Queries

OpenStructure includes a powerful query system that allows you to perform custom selections on a molecular entity in a convenient way.

The Basics

It is often convenient to highlight or focus certain parts of the structure. OpenStructure includes a powerful query system that allows you to perform custom selections in a convenient way. Selections are carried out mainly by calling the Select method made available by EntityHandle and EntityView objects while providing a query string. Queries are written using a dedicated mini-language. For example, to select all arginine residues of a given structure, one would write:

arginines = model.Select('rname=ARG')

A simple selection query (called a predicate) consists of a property (here, rname), a comparison operator (here, =) and an argument (here, ARG). The return value of a call to the EntityHandle.Select() method is always an EntityView.
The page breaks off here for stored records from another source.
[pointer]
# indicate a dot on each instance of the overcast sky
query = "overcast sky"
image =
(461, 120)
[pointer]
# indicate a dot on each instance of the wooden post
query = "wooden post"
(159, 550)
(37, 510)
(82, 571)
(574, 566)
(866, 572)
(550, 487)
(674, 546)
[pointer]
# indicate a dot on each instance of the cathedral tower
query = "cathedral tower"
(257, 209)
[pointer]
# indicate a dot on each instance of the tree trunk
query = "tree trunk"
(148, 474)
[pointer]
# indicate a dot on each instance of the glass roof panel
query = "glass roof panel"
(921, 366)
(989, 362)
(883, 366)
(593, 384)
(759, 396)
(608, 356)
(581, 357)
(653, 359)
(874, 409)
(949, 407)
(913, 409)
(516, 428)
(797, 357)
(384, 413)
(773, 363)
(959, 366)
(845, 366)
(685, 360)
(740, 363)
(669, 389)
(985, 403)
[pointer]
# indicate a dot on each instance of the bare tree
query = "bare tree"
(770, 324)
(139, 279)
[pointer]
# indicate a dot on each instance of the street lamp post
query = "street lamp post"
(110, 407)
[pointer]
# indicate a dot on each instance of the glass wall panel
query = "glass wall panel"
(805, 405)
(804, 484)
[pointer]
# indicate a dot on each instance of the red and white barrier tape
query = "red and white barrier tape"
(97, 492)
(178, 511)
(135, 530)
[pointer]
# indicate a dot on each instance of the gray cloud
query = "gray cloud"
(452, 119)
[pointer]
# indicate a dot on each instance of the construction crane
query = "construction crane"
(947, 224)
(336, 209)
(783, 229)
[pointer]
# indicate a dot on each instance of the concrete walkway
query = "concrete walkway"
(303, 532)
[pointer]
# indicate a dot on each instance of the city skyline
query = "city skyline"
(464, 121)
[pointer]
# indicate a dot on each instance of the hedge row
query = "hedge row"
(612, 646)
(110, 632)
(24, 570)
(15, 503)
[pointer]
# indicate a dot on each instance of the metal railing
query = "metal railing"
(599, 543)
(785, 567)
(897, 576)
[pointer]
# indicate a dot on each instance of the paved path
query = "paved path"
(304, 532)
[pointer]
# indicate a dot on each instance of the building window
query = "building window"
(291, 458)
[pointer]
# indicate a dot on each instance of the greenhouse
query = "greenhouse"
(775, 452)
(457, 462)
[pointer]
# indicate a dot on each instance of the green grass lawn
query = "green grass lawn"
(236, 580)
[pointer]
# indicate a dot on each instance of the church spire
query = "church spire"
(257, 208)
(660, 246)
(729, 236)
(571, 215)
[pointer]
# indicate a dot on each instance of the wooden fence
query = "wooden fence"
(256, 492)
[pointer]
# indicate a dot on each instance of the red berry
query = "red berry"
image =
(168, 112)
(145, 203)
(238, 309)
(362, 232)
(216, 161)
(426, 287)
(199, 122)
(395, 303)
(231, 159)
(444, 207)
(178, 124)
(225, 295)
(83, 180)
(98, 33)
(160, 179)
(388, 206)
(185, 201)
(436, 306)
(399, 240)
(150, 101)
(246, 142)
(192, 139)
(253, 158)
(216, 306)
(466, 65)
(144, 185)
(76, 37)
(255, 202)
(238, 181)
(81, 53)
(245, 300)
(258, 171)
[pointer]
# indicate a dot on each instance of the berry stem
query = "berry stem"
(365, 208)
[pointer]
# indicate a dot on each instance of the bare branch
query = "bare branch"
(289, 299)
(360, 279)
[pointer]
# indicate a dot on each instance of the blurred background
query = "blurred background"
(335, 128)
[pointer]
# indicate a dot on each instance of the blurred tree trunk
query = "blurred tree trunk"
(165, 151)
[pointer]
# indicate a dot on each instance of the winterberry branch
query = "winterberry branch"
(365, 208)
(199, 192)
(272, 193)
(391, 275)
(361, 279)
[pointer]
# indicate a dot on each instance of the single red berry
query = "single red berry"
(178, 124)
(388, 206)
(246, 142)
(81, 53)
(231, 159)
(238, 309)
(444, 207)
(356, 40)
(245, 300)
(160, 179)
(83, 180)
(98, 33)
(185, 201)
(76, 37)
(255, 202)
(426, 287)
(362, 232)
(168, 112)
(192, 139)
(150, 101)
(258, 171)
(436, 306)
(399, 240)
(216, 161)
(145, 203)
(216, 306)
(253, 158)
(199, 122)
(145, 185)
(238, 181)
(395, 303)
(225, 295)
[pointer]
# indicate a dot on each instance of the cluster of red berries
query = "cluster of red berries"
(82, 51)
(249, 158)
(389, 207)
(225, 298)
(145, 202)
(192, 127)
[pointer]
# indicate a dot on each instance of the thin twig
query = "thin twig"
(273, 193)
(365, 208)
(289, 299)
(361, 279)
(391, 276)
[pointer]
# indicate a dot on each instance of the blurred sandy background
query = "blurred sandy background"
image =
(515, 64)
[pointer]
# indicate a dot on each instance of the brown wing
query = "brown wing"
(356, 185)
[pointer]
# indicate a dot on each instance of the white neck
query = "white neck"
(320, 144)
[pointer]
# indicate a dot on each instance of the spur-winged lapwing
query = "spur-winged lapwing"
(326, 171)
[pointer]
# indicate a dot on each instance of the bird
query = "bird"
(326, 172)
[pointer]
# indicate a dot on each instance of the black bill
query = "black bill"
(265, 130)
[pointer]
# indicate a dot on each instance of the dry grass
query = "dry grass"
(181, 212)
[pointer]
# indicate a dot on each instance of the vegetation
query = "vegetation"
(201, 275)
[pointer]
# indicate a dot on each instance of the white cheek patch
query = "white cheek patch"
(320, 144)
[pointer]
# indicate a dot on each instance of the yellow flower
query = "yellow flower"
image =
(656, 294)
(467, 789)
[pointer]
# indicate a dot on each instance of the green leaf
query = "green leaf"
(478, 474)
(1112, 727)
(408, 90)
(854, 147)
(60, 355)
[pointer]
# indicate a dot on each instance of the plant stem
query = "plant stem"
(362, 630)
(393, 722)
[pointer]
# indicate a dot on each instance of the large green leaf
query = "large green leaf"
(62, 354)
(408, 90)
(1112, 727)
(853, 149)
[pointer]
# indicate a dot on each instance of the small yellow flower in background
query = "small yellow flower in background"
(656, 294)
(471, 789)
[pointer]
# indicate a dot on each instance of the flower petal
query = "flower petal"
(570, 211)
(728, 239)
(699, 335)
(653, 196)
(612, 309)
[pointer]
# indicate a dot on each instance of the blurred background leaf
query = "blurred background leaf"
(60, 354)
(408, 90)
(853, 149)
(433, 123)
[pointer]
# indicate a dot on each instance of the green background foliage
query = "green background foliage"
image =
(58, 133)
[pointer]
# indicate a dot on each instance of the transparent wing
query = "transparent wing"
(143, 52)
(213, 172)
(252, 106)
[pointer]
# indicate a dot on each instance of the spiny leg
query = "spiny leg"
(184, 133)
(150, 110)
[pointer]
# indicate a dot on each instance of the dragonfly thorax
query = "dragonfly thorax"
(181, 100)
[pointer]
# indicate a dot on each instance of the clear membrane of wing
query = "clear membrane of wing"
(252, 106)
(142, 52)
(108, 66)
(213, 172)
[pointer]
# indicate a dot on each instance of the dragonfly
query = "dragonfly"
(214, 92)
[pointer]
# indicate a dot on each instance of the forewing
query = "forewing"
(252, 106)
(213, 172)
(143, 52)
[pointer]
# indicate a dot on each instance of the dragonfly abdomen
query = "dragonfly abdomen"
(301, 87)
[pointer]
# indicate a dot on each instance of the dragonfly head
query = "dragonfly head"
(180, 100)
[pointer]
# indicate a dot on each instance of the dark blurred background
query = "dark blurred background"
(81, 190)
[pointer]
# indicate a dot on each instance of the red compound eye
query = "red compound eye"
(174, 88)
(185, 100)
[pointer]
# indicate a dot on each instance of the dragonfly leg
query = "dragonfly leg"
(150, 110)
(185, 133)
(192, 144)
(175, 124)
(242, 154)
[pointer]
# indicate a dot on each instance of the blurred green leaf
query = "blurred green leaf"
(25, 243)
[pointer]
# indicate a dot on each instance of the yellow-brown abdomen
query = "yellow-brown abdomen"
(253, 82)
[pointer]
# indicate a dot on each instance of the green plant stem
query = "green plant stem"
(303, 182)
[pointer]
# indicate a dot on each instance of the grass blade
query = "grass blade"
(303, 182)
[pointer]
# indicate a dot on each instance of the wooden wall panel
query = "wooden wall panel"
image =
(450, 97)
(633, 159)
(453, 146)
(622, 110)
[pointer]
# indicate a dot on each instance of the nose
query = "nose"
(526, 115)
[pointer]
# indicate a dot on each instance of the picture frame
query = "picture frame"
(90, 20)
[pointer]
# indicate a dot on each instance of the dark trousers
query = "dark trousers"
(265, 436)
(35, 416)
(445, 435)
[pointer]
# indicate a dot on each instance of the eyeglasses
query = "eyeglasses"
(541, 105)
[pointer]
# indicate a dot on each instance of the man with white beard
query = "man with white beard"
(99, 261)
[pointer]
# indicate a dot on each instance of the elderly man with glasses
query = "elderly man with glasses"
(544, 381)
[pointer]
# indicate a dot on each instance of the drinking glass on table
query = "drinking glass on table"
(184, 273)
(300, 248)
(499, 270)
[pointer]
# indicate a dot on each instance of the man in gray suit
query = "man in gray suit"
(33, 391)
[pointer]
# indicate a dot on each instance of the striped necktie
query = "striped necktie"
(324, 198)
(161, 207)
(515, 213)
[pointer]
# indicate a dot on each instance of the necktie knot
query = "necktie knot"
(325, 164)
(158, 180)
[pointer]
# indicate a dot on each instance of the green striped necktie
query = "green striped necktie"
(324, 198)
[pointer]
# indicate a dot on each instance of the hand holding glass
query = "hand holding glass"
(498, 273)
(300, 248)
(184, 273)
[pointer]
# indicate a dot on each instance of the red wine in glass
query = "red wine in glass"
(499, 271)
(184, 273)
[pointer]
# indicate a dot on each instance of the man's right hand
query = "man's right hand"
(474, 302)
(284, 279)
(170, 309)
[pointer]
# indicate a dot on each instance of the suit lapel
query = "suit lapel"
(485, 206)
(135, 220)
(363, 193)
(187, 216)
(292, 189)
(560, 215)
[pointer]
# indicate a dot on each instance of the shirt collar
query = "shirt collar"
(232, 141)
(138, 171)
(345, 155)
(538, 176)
The EntityView always contains a full hierarchy of elements, never standalone separated elements. In the above example, the EntityView called arginines will contain all chains from the structure called model that have at least one arginine. In turn these chains will contain all residues that have been identified as arginines. The residues themselves will contain references to all of their atoms. Of course, queries are not limited to selecting residues based on their type, it is also possible to select atom by name:

c_betas = model.Select('aname=CB')

As before, c_betas is an instance of an EntityView object and contains a full hierarchy. The main difference to the previous example is that the selected residues do not contain a list of all of their atoms but only the C-beta. These examples clarify why the name ‘view’ was chosen for this result of a Select() statement. It represents a reduced, restrained way of looking at the original structure.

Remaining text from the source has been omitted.